Portugese activiteit, gericht op leerlingen in het negende leerjaar van de lagere school, adresseert bitransitieve werkwoorden. Laten we deze werkwoorden in de tekst over het boek analyseren de zwarte kip? Beantwoord hiervoor de voorgestelde vragen!
U kunt deze Portugese taalactiviteit downloaden in een bewerkbaar Word-sjabloon, klaar om af te drukken naar PDF en ook de activiteit met antwoorden.
Download deze Portugese oefening op:
SCHOOL: DATUM:
PROF: KLASSE:
NAAM:
Lezen:
Alyosha is een leerling op een kostschool in St. Petersburg, Rusland. Nadat hij de kip Farrusca uit de pot heeft gered, ontdekt de jongen een fantastische onderaardse wereld, bewoond door mannetjes van dertig centimeter. Farrusca is daar een belangrijke minister. Voor zijn heldhaftige gebaar schenkt de koning Alyosha de vervulling van een wens. Hij vraagt dan om de mogelijkheid om de lessen te doen zonder te studeren. De koning geeft de jongen een magisch zaadje, maar het amulet keert zich tegen hem. "The Black Hen", gepubliceerd in 1829, wordt beschouwd als het eerste Russische sprookje. Het is geschreven onder invloed van de Duitse romantiek en kan vergeleken worden met “De Notenkraker” van E. T. A. Hoffman, meester van de fantastische literatuur, met wie de auteur bevriend was.
Beschikbaar in: .
Vraag 1 - Identificeer het segment dat een bitransitief werkwoord bevat:
( ) “Alyosha studeert op een kostschool in Sint-Petersburg, Rusland.”
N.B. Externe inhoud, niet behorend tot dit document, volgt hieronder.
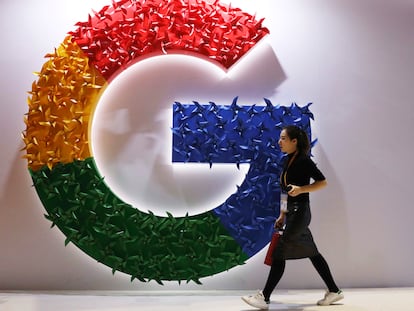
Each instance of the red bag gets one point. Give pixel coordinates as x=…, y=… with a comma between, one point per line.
x=275, y=238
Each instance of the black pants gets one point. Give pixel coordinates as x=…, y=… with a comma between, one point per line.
x=278, y=267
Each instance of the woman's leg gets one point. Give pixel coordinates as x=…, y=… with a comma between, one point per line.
x=275, y=274
x=322, y=267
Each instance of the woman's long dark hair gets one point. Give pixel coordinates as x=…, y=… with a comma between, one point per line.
x=295, y=132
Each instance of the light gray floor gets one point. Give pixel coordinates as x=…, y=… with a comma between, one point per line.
x=390, y=299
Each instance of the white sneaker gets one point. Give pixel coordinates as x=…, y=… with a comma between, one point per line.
x=330, y=298
x=257, y=301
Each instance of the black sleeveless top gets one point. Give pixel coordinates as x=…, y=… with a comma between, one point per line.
x=299, y=173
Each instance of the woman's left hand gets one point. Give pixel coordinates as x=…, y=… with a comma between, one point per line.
x=294, y=191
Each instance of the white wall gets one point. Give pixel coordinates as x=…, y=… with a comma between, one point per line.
x=352, y=59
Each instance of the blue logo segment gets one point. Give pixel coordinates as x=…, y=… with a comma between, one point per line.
x=240, y=134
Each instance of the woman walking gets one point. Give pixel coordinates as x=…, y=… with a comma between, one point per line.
x=297, y=241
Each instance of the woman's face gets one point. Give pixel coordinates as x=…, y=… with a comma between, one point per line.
x=286, y=144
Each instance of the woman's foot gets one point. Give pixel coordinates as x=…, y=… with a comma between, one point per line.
x=257, y=300
x=330, y=298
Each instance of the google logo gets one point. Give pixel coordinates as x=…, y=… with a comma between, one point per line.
x=63, y=168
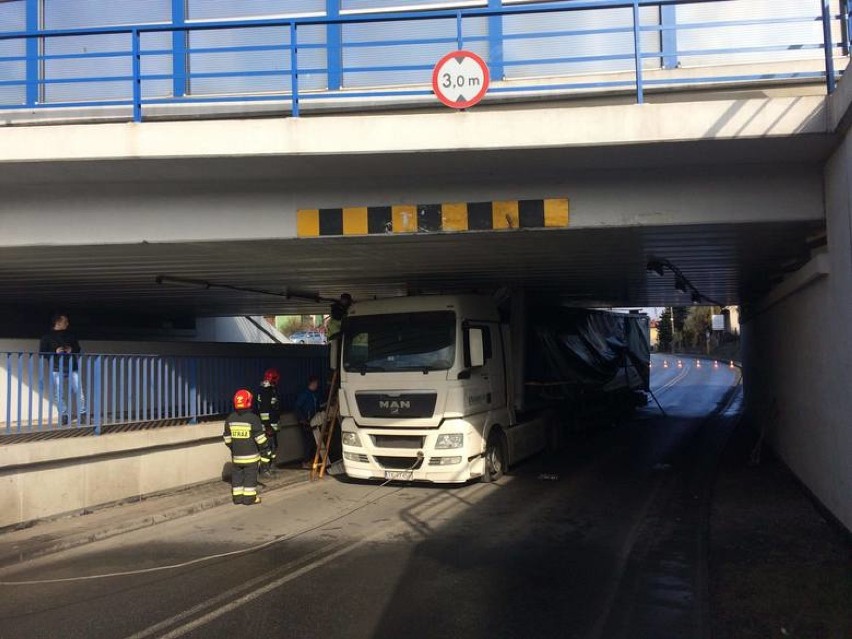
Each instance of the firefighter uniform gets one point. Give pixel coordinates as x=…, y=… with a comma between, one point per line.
x=245, y=436
x=269, y=411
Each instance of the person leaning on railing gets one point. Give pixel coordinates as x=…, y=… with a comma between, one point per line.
x=61, y=348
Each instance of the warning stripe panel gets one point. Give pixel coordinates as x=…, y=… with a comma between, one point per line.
x=450, y=217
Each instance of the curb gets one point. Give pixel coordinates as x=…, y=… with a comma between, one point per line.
x=132, y=525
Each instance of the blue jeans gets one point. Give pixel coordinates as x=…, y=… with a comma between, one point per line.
x=61, y=384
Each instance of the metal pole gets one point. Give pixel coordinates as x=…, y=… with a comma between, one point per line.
x=294, y=71
x=828, y=45
x=637, y=53
x=137, y=79
x=97, y=393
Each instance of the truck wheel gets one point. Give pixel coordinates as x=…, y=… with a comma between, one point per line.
x=495, y=458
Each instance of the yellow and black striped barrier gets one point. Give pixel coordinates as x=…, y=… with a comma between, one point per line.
x=434, y=218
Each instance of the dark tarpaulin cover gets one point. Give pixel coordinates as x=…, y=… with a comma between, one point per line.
x=601, y=349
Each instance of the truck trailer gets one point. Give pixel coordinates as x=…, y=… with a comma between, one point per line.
x=450, y=388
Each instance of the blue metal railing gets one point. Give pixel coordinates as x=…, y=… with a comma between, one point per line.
x=47, y=392
x=288, y=60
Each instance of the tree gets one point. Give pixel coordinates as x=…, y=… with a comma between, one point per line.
x=680, y=313
x=665, y=330
x=696, y=325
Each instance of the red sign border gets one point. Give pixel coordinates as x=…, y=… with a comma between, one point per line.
x=475, y=99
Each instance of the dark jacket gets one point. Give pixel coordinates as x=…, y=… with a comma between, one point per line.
x=268, y=403
x=245, y=436
x=307, y=405
x=58, y=339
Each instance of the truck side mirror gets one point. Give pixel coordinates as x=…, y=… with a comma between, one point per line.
x=476, y=348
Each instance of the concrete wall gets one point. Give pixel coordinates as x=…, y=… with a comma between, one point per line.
x=48, y=478
x=798, y=356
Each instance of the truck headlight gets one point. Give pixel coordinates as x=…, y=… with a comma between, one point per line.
x=450, y=440
x=351, y=439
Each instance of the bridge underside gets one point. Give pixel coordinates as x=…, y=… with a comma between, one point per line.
x=584, y=266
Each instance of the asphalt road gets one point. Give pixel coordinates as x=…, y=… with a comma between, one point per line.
x=613, y=548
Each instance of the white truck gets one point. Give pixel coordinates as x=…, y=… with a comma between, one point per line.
x=432, y=388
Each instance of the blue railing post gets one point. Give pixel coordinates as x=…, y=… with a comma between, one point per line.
x=20, y=389
x=33, y=23
x=193, y=391
x=8, y=393
x=637, y=53
x=668, y=35
x=179, y=42
x=495, y=42
x=294, y=71
x=828, y=45
x=97, y=393
x=137, y=79
x=334, y=46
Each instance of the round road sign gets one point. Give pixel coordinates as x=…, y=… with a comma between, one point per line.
x=460, y=79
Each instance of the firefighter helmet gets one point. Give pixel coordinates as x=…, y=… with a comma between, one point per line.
x=243, y=399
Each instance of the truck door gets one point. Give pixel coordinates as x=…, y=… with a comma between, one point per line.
x=488, y=389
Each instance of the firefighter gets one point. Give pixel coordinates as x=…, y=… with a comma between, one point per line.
x=245, y=437
x=269, y=411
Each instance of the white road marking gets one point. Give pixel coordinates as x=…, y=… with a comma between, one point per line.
x=180, y=631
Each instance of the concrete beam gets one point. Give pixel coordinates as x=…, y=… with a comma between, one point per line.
x=517, y=128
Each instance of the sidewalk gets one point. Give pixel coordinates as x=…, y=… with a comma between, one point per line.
x=777, y=567
x=52, y=536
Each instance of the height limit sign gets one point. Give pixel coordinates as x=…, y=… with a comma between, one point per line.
x=460, y=79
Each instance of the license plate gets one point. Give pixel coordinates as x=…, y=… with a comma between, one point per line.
x=399, y=475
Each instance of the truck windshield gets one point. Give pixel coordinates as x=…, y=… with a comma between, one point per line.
x=400, y=342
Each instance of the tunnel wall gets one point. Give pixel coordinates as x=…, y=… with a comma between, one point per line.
x=798, y=358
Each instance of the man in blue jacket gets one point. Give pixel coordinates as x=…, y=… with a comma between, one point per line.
x=307, y=406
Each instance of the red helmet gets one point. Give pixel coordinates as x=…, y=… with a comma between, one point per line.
x=243, y=399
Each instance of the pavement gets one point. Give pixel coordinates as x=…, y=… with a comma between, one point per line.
x=779, y=566
x=609, y=539
x=63, y=533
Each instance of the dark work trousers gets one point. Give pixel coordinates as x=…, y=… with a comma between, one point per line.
x=244, y=483
x=309, y=444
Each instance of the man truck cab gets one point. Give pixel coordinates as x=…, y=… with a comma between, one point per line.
x=427, y=391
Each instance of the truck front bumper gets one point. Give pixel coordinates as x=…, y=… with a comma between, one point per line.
x=420, y=463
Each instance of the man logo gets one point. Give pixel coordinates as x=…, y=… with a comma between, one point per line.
x=394, y=406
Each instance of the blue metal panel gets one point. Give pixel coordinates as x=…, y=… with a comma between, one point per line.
x=226, y=9
x=577, y=42
x=405, y=52
x=785, y=24
x=402, y=5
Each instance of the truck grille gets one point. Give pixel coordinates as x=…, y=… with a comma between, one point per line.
x=410, y=405
x=399, y=463
x=398, y=441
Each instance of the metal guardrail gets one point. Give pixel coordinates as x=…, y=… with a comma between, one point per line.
x=298, y=56
x=37, y=391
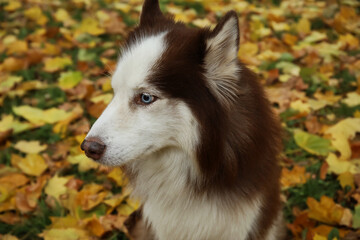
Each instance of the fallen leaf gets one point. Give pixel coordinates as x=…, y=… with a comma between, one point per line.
x=341, y=133
x=56, y=186
x=40, y=116
x=346, y=179
x=303, y=27
x=339, y=166
x=32, y=164
x=57, y=63
x=85, y=163
x=117, y=176
x=30, y=146
x=325, y=211
x=352, y=99
x=312, y=143
x=36, y=15
x=65, y=234
x=17, y=47
x=293, y=177
x=12, y=6
x=9, y=123
x=69, y=79
x=90, y=196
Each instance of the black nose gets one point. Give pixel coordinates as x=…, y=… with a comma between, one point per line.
x=93, y=147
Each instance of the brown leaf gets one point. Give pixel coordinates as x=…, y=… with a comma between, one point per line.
x=96, y=109
x=4, y=136
x=312, y=124
x=10, y=218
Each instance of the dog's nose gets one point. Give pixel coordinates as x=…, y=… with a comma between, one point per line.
x=93, y=148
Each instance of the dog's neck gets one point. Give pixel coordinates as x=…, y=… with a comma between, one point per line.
x=164, y=174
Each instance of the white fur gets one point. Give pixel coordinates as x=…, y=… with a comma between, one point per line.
x=175, y=212
x=222, y=69
x=132, y=132
x=277, y=230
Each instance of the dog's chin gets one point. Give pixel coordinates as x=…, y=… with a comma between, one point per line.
x=110, y=162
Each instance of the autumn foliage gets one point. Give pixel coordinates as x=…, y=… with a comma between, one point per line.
x=56, y=61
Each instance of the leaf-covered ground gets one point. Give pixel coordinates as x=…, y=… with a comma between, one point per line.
x=56, y=59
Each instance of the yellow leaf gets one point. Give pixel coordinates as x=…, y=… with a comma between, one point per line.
x=303, y=26
x=63, y=16
x=90, y=26
x=325, y=211
x=125, y=209
x=36, y=15
x=317, y=104
x=352, y=99
x=90, y=196
x=357, y=114
x=124, y=7
x=300, y=106
x=84, y=162
x=56, y=186
x=17, y=47
x=9, y=237
x=30, y=146
x=95, y=227
x=57, y=63
x=350, y=41
x=27, y=86
x=346, y=179
x=106, y=86
x=106, y=98
x=12, y=5
x=65, y=234
x=341, y=133
x=294, y=177
x=339, y=166
x=32, y=164
x=248, y=49
x=319, y=237
x=115, y=200
x=69, y=79
x=39, y=116
x=51, y=49
x=117, y=175
x=9, y=82
x=68, y=221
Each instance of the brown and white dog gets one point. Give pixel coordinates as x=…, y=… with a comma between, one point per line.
x=194, y=132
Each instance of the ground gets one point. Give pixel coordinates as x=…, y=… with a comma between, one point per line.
x=56, y=60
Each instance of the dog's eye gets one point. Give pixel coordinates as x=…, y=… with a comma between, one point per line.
x=145, y=99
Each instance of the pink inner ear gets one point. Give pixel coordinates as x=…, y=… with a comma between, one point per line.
x=150, y=12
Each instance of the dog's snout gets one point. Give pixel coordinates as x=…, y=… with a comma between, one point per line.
x=93, y=148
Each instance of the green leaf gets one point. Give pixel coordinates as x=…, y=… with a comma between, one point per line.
x=312, y=143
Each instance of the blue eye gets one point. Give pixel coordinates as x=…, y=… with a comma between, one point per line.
x=146, y=99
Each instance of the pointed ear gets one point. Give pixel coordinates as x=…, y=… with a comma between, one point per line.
x=150, y=12
x=221, y=63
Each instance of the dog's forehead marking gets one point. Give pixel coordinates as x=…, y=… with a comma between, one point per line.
x=137, y=61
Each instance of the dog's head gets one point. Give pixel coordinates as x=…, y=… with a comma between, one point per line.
x=171, y=86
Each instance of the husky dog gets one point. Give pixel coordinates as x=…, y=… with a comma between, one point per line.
x=193, y=131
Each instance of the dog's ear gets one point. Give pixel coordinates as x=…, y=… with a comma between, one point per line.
x=221, y=64
x=150, y=13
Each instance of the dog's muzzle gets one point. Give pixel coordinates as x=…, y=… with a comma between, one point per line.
x=93, y=148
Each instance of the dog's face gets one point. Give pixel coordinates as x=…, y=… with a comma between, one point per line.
x=141, y=119
x=166, y=88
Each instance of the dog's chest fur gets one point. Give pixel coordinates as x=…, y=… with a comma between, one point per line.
x=174, y=211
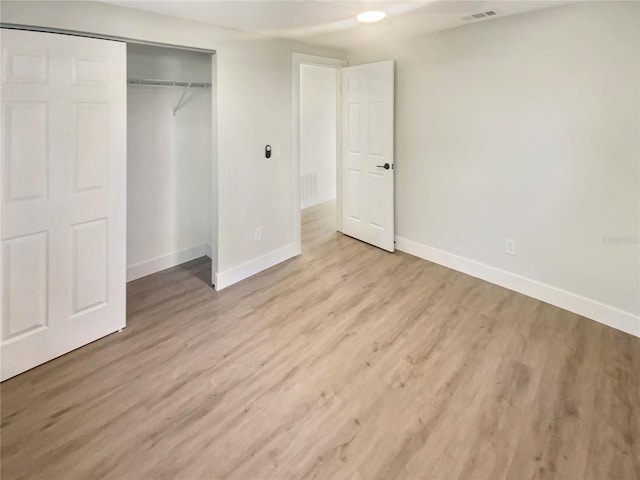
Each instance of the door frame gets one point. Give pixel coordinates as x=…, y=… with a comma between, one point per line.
x=337, y=64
( ) “[…] de jongen ontdekt een fantastische ondergrondse wereld […]”
( ) “[…] de koning schenkt Alyosha de vervulling van een wens.”
Vraag 2 - In de sectie "Na het redden van de Farrusca-kip uit de pot […]" heeft het bitransitieve werkwoord de vorm van:
( ) infinitief.
( ) gerundium.
( ) deelwoord.
Vraag 3 - In het gedeelte “Hij vraagt dan of hij de lessen kan doen zonder te studeren.”, wordt het werkwoord “vraagt” geclassificeerd als:
( ) bitransitief.
( ) direct transitief.
( ) indirect transitief.
Vraag 4 – In het onderstaande fragment staat een bitransitief werkwoord. Markeer het:
"De koning geeft de jongen een magisch zaadje, maar het amulet keert zich tegen hem."
Vraag 5 – Het hierboven onderstreepte werkwoord is bitransitief omdat het twee soorten complement (objecten) vereist. Voer deze objecten in:
a) lijdend voorwerp:
b) meewerkend voorwerp:
Door Denyse Lage Fonseca
Afgestudeerd in Letteren en specialist in onderwijs op afstand.